Just to set the record straight, I have no illusions of using high kicks in an actual fight (Also having done some Judo in the distant past I would be loathe to stick my leg out to someone off-balance like I usually feel in a high kick). The only reason I am trying to be able to kick high is for class, testing, and sparring. 

As a matter of fact, the owner of the school himself told me the day I started (TKD) that kicking high in a "street" situation was ill advised.

I am however, 6' 2" tall and I can't successfully kick at an opponents head of the same size in a sparring situation, such as the guys I am usually paired with in class. Others, it's not as much of a problem. Side kicks I can also not get nearly as high as forward kicks.


----------



## exile (Apr 3, 2007)

K31 said:


> All,
> thanks for all the good replies.
> 
> Just to set the record straight, I have no illusions of using high kicks in an actual fight (Also having done some Judo in the distant past I would be loathe to stick my leg out to someone off-balance like I usually feel in a high kick). The only reason I am trying to be able to kick high is for class, testing, and sparring.
> ...



This is correct, for most people. But as you note, there are other reasons to train high kicks, the main one being balance, I'd say. So far as high kicks go, I've heard that high kicks began to be used on karate, long before the TKD we know now as in existence, as competition rules changed to rule out lower targets like the groin. I don't know how credible this is, but it's certainly true that as competition in the MAs (not just TKD) has become more oriented to a television audience, technical changes have come in which increase the `flash' factor, complex high kicks being among the most flashy of these new moves. There are a couple of recent threads that talk about this development a lot (take a look at the evolution/tradition thread that kidswarrior started). It certainly wasn't combat efficiency that lead to spinning back kicks to the head...



K31 said:


> I am however, 6' 2" tall and I can't successfully kick at an opponents head of the same size in a sparring situation, such as the guys I am usually paired with in class. Others, it's not as much of a problem. Side kicks I can also not get nearly as high as forward kicks.



My experience is, there are three factors that determine the height you can kick to.
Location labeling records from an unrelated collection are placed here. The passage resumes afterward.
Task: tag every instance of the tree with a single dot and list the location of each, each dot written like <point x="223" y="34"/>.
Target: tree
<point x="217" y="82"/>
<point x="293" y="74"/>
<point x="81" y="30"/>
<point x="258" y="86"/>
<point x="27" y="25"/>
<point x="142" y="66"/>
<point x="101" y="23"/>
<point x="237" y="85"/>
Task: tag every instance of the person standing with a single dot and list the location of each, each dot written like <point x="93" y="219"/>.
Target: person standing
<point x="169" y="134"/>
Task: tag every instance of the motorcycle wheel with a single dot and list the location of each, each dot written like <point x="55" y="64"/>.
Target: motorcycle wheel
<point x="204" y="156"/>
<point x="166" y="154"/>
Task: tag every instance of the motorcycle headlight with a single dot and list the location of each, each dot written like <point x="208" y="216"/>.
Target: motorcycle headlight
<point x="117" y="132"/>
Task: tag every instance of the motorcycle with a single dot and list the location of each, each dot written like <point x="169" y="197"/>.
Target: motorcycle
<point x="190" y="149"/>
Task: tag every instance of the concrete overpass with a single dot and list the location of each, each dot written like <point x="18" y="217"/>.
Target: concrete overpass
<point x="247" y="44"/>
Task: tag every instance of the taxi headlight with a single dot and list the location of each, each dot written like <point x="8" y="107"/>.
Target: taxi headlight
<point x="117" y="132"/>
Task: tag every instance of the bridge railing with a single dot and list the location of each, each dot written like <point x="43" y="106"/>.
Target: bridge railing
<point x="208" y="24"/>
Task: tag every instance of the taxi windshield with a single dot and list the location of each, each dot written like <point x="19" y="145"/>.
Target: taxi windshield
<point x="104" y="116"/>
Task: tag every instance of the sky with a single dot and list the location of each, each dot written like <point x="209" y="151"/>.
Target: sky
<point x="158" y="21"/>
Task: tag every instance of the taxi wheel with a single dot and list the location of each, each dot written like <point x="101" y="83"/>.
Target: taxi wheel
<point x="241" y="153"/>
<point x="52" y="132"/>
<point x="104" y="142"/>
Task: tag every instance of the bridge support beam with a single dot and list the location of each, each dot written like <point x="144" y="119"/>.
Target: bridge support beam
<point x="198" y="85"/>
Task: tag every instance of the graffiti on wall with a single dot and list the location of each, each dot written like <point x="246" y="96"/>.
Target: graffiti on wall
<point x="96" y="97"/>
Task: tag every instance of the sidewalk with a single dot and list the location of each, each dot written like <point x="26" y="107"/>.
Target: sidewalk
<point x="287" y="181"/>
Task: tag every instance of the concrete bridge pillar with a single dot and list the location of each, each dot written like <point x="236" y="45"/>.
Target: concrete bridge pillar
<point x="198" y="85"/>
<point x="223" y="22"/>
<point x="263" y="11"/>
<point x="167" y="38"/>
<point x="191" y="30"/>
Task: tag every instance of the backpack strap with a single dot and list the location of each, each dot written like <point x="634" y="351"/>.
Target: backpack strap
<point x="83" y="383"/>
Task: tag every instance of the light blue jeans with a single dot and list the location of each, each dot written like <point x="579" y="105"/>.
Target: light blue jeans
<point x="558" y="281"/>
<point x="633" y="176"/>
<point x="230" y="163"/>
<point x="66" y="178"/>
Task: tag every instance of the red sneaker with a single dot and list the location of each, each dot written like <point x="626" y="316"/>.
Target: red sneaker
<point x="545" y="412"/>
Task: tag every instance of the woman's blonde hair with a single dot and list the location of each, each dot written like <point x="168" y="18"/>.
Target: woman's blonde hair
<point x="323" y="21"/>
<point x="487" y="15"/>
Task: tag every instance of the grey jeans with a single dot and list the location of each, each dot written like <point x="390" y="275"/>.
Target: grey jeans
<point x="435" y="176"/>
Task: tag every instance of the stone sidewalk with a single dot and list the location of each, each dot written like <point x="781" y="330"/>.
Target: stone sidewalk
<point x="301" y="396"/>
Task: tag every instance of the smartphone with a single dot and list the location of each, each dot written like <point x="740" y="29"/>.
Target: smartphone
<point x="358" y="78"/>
The obvious one is flexibility, which is why people think they need to learn to do the splits and worry about whether or not Kurz is really right about dynamic stretching and so on. But strength and balance are also heavily implicated in kicking height, and those tend not to get so much attention. Try doing the following: bring your better-side kicking leg up in the highest chamber you can for a roundhouse...and just keep it there, in that position, with the rest of your body in the right configuration to deliver the kick, for a full minute. Can you balance on the support leg in a completely unsymmetrical position like that for that long, or longer? Most people take years to be able to do that, and most people I know don't do balance drills like that. But no matter how limber you are or how strong your legs and hip flexors are, if you can't stay in balance, you can't kick. 

Try that exercise, and also try throwing the kick super slowly, so that you aren't using momentum to maintain your balance dynamically, but are in `static' balance all the way through the roundhouse. Now try doing the same two kinds of exercise with the rear-leg side kick, and so on.

The other thing to work on is strength. If you do these exercises I mentioned with a couple of 10lb ankle weights attached to the kicking leg, you will definitely increase your leg/hip strength over a four-month period! Even if you're flexible and have good balance abilities, if you're not strong enough, you simply can't sustain a movement of your kicking leg at the height you're trying to train for. And strength training for the hip muscles isn't something you can easily do with free weights or machines...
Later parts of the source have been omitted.